Aber entspricht diese Interpretation wirklich dem Kompositionsstil von Robert Schumann? Der Notentext lässt Zweifel an Kempffs Lesart aufkommen. Das fängt beim Tempo an. Es ist bekannt, dass Schumann, ähnlich wie Beethoven, zumeist sehr viel zügigere Tempi verlangt, als es das Gros der Interpreten zugestehen will.
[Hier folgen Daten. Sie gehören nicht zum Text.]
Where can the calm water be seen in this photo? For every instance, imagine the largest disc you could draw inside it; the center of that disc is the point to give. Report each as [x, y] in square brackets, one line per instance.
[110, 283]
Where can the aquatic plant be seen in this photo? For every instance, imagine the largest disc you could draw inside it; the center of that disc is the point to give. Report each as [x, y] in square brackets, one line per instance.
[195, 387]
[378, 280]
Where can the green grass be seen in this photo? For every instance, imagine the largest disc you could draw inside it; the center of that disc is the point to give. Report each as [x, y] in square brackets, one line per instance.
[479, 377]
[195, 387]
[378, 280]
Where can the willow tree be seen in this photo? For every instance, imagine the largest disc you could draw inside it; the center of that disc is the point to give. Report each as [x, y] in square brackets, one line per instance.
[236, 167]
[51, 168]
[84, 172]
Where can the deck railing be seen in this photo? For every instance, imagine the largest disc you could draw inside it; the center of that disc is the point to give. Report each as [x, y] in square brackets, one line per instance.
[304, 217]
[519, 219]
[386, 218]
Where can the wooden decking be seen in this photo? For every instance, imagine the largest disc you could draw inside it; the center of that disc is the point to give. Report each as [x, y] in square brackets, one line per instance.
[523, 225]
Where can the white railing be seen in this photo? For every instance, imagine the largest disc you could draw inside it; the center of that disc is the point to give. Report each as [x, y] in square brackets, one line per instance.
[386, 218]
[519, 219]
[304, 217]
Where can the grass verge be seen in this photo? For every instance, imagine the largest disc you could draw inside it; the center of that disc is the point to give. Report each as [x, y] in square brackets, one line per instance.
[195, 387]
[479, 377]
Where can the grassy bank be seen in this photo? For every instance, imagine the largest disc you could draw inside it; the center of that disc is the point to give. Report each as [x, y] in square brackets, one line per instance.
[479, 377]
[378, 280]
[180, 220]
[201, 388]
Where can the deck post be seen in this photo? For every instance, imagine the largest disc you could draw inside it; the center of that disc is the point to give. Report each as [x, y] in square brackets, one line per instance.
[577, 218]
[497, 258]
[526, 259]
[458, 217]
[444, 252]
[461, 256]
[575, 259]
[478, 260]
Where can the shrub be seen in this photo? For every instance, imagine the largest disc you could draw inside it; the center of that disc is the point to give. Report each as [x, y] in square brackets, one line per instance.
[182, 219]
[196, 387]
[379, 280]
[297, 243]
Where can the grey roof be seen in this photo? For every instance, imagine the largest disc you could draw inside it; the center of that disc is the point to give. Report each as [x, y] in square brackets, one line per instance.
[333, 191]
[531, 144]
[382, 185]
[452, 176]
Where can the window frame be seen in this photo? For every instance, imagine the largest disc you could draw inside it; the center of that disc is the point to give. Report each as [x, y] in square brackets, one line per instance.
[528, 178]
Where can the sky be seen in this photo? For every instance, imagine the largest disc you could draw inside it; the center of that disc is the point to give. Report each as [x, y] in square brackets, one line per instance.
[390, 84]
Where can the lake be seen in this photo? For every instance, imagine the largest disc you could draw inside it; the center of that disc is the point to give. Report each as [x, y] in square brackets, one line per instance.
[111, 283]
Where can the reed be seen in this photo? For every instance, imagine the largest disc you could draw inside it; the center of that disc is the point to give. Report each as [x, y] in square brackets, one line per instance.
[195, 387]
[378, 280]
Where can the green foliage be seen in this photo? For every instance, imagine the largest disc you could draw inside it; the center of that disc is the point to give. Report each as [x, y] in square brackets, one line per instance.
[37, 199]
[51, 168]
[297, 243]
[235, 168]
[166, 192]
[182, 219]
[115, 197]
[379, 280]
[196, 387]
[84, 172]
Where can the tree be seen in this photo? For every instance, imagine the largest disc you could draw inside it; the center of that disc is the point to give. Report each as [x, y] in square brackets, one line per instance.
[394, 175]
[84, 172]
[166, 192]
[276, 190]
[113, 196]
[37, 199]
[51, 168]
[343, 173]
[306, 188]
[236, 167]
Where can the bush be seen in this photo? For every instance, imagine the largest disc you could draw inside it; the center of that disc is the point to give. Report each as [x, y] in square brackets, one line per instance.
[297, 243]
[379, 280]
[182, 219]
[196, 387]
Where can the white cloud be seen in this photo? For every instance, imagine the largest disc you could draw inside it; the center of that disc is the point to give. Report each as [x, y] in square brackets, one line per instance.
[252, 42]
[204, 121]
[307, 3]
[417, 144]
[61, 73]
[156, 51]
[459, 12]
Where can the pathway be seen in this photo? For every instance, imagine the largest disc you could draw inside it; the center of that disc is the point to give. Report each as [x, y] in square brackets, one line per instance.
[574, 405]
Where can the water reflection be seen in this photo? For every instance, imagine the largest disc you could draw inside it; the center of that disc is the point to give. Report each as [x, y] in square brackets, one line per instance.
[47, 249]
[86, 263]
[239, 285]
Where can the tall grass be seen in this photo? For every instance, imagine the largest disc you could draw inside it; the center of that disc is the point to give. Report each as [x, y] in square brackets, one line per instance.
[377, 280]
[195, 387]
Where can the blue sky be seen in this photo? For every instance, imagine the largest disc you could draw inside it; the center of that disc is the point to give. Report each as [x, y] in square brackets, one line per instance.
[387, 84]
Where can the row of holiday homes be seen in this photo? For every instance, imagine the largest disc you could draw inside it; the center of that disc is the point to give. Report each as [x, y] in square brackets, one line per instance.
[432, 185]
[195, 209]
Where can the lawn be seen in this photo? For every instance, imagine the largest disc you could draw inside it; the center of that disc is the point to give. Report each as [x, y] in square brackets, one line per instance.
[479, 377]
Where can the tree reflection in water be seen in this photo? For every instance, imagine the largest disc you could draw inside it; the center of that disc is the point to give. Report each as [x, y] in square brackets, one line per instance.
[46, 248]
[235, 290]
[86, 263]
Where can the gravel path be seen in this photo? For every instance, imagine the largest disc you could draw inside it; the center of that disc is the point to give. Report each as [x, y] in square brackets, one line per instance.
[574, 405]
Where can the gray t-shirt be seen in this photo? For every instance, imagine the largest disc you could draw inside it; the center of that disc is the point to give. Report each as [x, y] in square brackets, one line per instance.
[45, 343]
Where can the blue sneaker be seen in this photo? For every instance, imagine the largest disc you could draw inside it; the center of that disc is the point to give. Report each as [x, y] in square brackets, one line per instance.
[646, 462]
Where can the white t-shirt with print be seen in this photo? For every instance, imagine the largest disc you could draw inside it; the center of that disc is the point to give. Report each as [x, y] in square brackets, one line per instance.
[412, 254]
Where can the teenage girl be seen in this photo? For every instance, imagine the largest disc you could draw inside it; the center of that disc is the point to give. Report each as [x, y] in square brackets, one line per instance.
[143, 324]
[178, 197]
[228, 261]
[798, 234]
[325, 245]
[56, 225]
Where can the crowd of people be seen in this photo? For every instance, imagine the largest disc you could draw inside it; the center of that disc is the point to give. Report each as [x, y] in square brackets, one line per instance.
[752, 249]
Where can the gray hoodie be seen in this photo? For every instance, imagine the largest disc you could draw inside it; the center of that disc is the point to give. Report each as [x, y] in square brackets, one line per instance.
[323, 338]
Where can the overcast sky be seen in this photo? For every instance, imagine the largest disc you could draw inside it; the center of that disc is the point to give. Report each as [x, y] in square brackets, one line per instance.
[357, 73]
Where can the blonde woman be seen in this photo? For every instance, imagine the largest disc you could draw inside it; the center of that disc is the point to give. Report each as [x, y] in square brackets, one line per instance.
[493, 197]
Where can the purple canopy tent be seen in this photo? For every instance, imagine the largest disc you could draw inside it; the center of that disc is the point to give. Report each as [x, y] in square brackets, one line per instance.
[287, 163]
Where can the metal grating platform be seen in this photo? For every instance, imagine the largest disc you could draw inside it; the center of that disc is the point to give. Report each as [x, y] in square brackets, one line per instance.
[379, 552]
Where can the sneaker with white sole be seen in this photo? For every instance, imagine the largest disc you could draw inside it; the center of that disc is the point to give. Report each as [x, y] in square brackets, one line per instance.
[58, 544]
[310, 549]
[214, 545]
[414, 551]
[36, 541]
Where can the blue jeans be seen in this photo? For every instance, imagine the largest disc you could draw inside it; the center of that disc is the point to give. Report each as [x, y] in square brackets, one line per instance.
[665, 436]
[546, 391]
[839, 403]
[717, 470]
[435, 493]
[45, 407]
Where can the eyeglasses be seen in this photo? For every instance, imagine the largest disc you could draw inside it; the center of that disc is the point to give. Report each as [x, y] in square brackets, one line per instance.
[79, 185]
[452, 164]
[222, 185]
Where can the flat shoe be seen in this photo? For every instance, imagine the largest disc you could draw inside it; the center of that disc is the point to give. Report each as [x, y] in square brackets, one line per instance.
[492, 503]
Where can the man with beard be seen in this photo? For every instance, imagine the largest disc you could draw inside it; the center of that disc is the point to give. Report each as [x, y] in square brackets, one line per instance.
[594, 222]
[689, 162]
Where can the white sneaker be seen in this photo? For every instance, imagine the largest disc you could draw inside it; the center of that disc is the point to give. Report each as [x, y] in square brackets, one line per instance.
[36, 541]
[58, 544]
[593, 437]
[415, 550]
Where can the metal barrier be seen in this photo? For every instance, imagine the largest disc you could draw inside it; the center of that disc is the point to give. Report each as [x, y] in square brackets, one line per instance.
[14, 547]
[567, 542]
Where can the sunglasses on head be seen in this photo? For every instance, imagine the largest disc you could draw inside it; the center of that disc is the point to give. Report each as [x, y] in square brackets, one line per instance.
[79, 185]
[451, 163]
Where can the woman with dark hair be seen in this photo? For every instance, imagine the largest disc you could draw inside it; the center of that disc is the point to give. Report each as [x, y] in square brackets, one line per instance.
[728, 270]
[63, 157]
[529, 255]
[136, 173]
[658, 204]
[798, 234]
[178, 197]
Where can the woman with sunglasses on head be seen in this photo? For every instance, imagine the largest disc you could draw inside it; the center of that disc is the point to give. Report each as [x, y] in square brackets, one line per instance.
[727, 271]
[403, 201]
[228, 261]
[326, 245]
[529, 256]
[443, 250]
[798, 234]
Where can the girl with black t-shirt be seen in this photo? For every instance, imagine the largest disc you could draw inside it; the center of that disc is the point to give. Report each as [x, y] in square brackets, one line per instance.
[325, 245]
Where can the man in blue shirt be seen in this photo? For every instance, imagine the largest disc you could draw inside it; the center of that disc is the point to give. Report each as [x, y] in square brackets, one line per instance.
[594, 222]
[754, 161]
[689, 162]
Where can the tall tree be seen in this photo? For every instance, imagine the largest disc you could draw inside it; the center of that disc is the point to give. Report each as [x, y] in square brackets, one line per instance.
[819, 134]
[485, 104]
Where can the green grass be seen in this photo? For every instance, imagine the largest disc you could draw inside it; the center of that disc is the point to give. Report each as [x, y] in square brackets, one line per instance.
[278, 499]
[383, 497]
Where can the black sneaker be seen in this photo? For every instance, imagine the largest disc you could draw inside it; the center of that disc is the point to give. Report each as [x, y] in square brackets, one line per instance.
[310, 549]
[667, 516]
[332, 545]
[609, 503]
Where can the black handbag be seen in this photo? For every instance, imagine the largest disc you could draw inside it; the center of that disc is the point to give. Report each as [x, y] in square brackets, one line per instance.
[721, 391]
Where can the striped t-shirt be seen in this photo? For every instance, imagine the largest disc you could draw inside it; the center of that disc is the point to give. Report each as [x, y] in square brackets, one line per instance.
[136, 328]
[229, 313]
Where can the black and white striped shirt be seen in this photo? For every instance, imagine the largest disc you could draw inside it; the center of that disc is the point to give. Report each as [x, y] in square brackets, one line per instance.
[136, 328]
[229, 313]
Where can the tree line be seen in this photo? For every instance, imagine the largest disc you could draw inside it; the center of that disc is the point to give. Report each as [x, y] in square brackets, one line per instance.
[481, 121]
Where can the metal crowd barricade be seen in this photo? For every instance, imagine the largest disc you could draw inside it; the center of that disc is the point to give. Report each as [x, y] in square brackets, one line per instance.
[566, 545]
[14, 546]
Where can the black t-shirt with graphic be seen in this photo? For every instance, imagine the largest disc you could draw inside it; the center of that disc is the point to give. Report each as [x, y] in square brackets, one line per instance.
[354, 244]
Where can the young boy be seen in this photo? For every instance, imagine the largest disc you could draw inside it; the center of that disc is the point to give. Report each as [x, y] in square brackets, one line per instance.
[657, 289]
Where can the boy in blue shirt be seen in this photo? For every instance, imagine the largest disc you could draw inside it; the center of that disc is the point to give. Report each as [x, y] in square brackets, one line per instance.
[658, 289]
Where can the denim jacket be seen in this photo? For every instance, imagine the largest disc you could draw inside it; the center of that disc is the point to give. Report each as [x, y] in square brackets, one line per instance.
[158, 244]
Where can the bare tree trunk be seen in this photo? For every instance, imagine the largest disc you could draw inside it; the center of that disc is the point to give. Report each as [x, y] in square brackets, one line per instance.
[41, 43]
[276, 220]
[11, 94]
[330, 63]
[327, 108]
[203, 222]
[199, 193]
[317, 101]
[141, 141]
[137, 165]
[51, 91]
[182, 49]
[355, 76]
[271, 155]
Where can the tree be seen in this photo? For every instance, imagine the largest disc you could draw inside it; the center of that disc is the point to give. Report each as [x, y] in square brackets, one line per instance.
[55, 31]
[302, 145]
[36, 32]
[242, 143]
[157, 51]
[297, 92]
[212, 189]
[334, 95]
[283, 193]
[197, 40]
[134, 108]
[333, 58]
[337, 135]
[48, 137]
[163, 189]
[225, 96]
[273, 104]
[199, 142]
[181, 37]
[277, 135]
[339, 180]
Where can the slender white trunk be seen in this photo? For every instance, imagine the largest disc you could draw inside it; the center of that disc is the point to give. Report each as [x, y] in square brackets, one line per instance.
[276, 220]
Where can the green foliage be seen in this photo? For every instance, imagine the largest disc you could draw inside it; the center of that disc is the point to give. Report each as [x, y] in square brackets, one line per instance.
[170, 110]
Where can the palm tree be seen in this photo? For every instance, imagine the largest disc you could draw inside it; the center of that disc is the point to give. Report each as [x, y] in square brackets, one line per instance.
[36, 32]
Mit dem Effekt, dass (wie bei Kempff) Schumanns Musik zu weich daherkommt, die Konturen abgeschliffen werden und das auch politisch Unangepasste schwindet.

"Schnell und spielend" steht zu Beginn der letzten "Kreisleriana"-Nummer, und über dem Mittelteil findet sich gar ein "Mit aller Kraft" - Kempff setzt sich poetisch frei auch darüber hinweg. Walter Gieseking aber hat sich in seiner 1942 entstandenen Aufnahme radikal an diese Vorschriften gehalten. Bei ihm ist dieser Totentanz ins aussichtslose Licht des Nihilismus getaucht, und der "Mit aller Kraft" vorzutragende Mittelteil wird von Gieseking mit einer Verzweiflung gehämmert, die Prokofjew als zivilisiert harmlos erscheinen lässt.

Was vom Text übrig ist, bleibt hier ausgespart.